Depression, altered mental status.
5 causes of hypoPTH?
Hypomagnesemia. Post-surgical. Autoimmune. Infiltrative (e.g. hemochromatosis). Congenital (eg. DiGeorge's)
Why does hypomagnesemia cause hypocalcemia refractory to Ca++ repletion?
Mild hypoMg++ stimulates PTH release, but severe hypoMg++ actually impairs PTH release.
What’s the mechanism of hypocalcemia in autoimmune polyglandular syndrome type I?
Activating autoantibodies to CaSR.
causes a variety of problems, including pernicious anemia and predisposition to mucocutaneuous candidiasis
What do you measure to determine if someone is Vit D deficient (in terms of intake /production)?
25-OH-D, aka calcidiol
The storage form.
Intestinal malabsorption can be cause of Vit D deficiency.
That makes sense.
3 features of Vit D deficiency other that hypocalemia?
Osteomalacia, secondary (appropriate) hyperPTH, hypophosphatemia.
4 ways to cause hypocalcemia with complexation?
Hyperphosphatemia.
Hungry bone syndrome (recall: reduction in PTH post parathyroidectomy),
Citrated blood products.
Acute pancreatitis.
4 things to check first when you see hypocalcemia?
Make sure it’s real (check albumin, ionized Ca++).
Serum Mg++.
Serum PO4.
BUN and creatinine.
Treatment of acute hypocalcemia?
IV Ca++
IV Mg++
Correct alkalosis if present (will free Ca++ from albumin).
Oral calcium and Vit D can be given for chronic hypocalcemia.
If a patient has renal disease, how do you give Vit D?
Calcitriol, as they won’t be able to activate calcidiol.
Does bone Mg buffer serum Mg?
Nope.
What’s unique about where in the neprhon most Mg++ is reabsorbed?
Only 10-15% is absorbed proximally.
60-70% is in loop of Henle.
Specific protein involved in Mg diffusion paracellularly?
Claudin 16 (encoded by paracellin-1)
Again, what does Mg++ absorption in the thick ascending limb depend upon?
Positive lumen potential generated by NKCC2 and ROMK.
Recall Mg regulates own absorption via CaSR -> inhibition of NKCC2 and ROMK.
Significance of hyperMg?
It’s not rare, but rarely significant.
Severe hyperMg is induced in the treatment of eclampsia.
What condition predisposes to hyperMg?
renal insufficiency
If hyperMg is severe, what can happen?
Neuromuscular problems: loss of reflexes, paralysis, stupor/coma.
Bradycardia/hypotension.
Hypocalcemia (due to inhibited PTH).
Heart block / cardiac arrest.
Treatment for hyperMg?
Stop giving Mg.
Saline and loop diuretic.
IV Ca++ (for neuro and cardiac effects).
Dialysis (for pts. with kidney failure)
There are lots of reasons for GI and renal loss of Mg.
True.

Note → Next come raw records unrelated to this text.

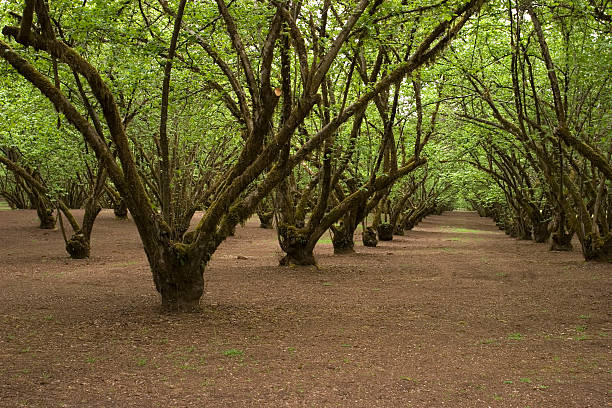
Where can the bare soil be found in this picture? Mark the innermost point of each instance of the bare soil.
(454, 314)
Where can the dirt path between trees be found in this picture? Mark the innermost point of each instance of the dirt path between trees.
(453, 314)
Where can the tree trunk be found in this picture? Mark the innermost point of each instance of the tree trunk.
(78, 246)
(541, 232)
(45, 215)
(120, 209)
(179, 277)
(342, 239)
(597, 248)
(385, 232)
(294, 242)
(265, 219)
(561, 242)
(368, 237)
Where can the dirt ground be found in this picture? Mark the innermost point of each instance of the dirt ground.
(453, 314)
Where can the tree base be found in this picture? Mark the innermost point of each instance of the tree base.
(541, 233)
(385, 232)
(298, 260)
(47, 219)
(561, 243)
(598, 248)
(121, 210)
(265, 220)
(78, 247)
(368, 237)
(179, 279)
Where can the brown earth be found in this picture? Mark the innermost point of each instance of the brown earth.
(453, 314)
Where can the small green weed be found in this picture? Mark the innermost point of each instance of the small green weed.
(515, 336)
(233, 353)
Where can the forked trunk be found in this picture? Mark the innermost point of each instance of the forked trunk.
(79, 244)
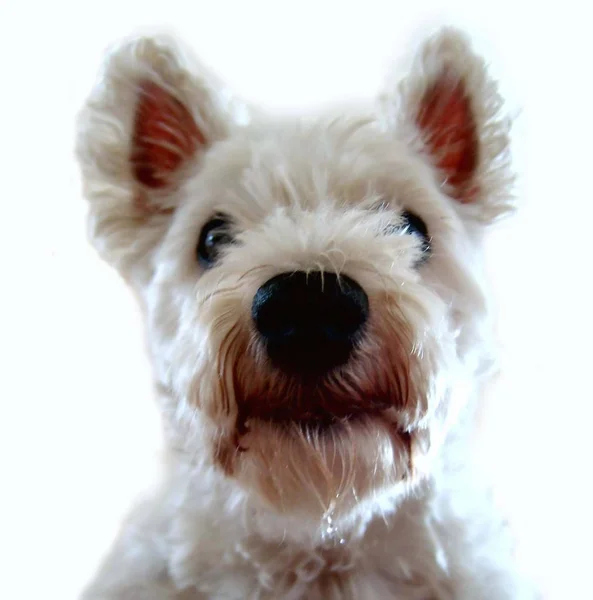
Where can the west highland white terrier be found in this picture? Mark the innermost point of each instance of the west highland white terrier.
(318, 324)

Some things like proton pump inhibitors, acute pancreatitis are harder to remember.
But things like loop diuretics, diarrhea, hypercalemia, etc. make a lot of sense.

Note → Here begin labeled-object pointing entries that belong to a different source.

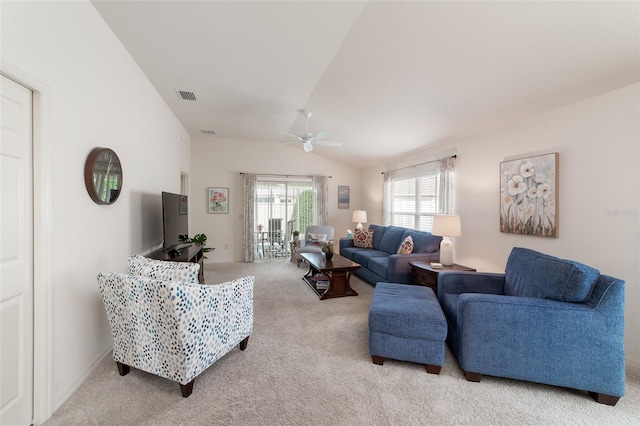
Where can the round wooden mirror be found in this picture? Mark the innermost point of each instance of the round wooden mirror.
(103, 175)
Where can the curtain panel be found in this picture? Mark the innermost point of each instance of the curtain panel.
(249, 183)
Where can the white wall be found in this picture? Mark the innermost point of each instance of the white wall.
(95, 96)
(218, 162)
(598, 143)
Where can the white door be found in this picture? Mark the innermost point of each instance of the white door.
(16, 255)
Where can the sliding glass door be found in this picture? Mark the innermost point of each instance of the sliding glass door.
(282, 205)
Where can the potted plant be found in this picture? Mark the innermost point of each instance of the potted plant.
(327, 249)
(201, 240)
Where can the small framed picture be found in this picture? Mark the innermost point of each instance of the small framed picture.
(218, 200)
(343, 197)
(529, 196)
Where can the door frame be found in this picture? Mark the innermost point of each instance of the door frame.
(42, 241)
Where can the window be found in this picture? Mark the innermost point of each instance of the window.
(414, 201)
(413, 196)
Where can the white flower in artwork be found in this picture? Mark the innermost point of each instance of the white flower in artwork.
(516, 185)
(527, 169)
(544, 190)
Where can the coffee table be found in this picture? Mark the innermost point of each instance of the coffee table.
(338, 270)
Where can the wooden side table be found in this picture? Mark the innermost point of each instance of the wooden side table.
(423, 274)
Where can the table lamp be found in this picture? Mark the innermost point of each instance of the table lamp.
(446, 226)
(359, 216)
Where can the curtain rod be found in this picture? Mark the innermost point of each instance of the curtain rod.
(278, 174)
(416, 165)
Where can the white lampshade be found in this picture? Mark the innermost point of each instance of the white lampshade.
(446, 226)
(359, 216)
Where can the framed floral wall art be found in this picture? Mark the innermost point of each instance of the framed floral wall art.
(218, 200)
(529, 196)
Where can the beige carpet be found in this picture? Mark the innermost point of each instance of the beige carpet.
(307, 363)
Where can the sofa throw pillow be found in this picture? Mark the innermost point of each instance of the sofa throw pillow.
(363, 238)
(407, 246)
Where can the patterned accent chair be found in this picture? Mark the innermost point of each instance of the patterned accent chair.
(165, 323)
(310, 245)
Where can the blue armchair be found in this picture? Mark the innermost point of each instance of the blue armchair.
(544, 320)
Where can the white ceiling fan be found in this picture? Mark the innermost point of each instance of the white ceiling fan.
(310, 139)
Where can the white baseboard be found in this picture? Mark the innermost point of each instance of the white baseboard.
(75, 384)
(633, 365)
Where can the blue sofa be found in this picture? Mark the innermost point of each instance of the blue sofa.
(544, 320)
(382, 263)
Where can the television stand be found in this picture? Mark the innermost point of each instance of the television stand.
(193, 253)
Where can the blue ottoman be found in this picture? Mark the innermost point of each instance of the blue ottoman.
(406, 323)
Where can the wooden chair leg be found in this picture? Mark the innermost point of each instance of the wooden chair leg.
(123, 369)
(187, 389)
(472, 377)
(244, 343)
(604, 399)
(433, 369)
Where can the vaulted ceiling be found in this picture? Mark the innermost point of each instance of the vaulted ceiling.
(383, 77)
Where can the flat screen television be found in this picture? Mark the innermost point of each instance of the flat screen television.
(175, 223)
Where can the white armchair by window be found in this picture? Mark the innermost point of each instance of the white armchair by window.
(165, 323)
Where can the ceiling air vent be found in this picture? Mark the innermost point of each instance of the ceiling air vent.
(187, 96)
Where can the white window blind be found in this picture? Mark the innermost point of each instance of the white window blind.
(414, 201)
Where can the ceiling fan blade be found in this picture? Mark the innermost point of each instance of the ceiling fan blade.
(328, 143)
(320, 135)
(291, 134)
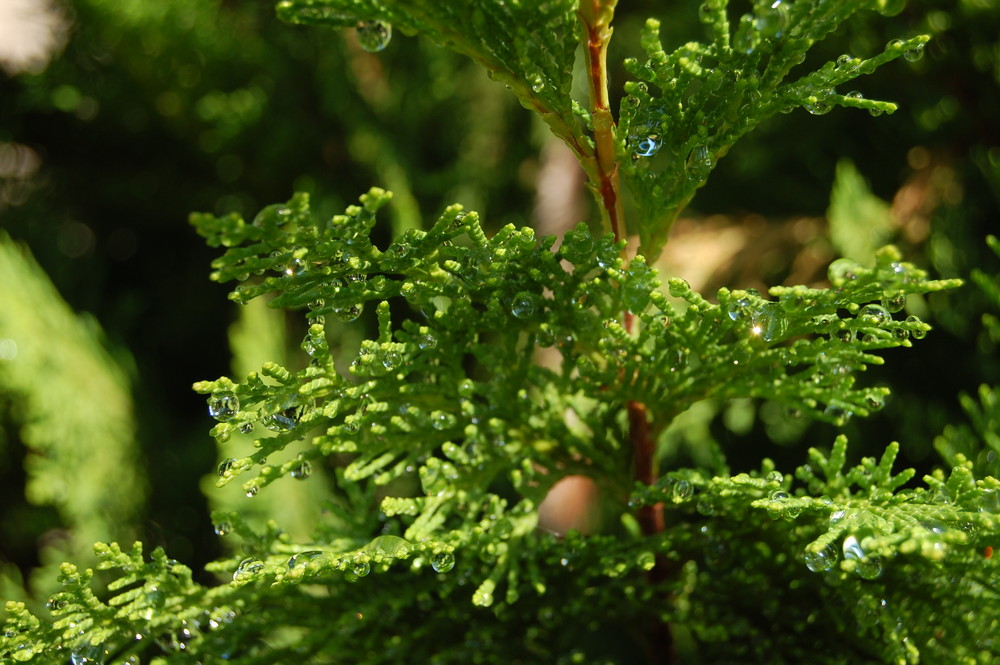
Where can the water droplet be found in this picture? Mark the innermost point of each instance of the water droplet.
(503, 528)
(874, 315)
(391, 360)
(769, 321)
(679, 359)
(223, 406)
(373, 36)
(820, 561)
(295, 267)
(681, 491)
(914, 54)
(738, 308)
(283, 420)
(226, 465)
(817, 105)
(442, 420)
(523, 305)
(647, 146)
(772, 21)
(483, 597)
(867, 566)
(426, 341)
(442, 562)
(302, 471)
(699, 163)
(361, 567)
(248, 569)
(298, 563)
(646, 560)
(917, 334)
(845, 62)
(349, 313)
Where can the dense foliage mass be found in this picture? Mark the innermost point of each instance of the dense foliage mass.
(504, 363)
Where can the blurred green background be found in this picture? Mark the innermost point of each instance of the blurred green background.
(132, 114)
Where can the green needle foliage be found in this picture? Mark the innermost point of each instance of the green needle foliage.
(503, 364)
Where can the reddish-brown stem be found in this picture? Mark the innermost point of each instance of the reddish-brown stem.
(596, 16)
(650, 517)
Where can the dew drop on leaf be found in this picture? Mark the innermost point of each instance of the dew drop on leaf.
(699, 163)
(295, 267)
(223, 406)
(442, 562)
(302, 471)
(391, 360)
(874, 315)
(914, 54)
(894, 302)
(283, 420)
(523, 305)
(248, 569)
(917, 334)
(646, 560)
(361, 568)
(817, 105)
(868, 567)
(373, 36)
(646, 146)
(349, 313)
(681, 490)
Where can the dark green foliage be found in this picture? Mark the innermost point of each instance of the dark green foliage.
(502, 363)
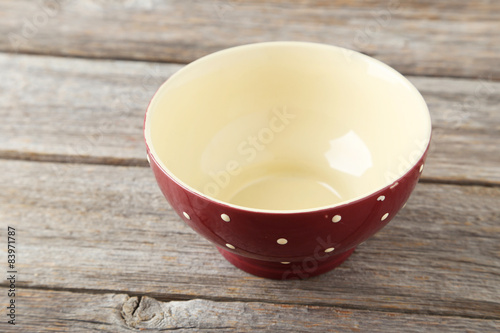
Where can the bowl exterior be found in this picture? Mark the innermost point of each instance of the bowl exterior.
(314, 241)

Some drugs cause renal Mg wasting.
It’s true. Look out for it.
If someone has hypoMg, what other electrolytes might be low?
K+ and Ca++
HypoMg tends to get less attention, but can it cause dangerous arrhthmias?
Yes, including long QT and Torsade de pointes.
What do neuromuscular symptoms of hypoMg resemble?
HypoCa++… including tetany / Chovstek’s and Trousseau’s signs.
If you’re not sure what’s causing hypoMg, what should you assess?
Fractional excretion.
I’m not going to memorize this formula… it’s on slide 76 if you need it.
Can serum Mg look normal… but there’s still Mg depletion?
Sure thing. Seen in diarrhea and alcohol-related hypoMg…. and it might be contributing to hypocalcemia.
Treatment of severe hypoMg?
IV Mg (but it’s inefficient due to CaSR stimulation)
Treatment for mild hypoMg?
Oral slowly absorbed substances (MgCl2, Mg-lactate).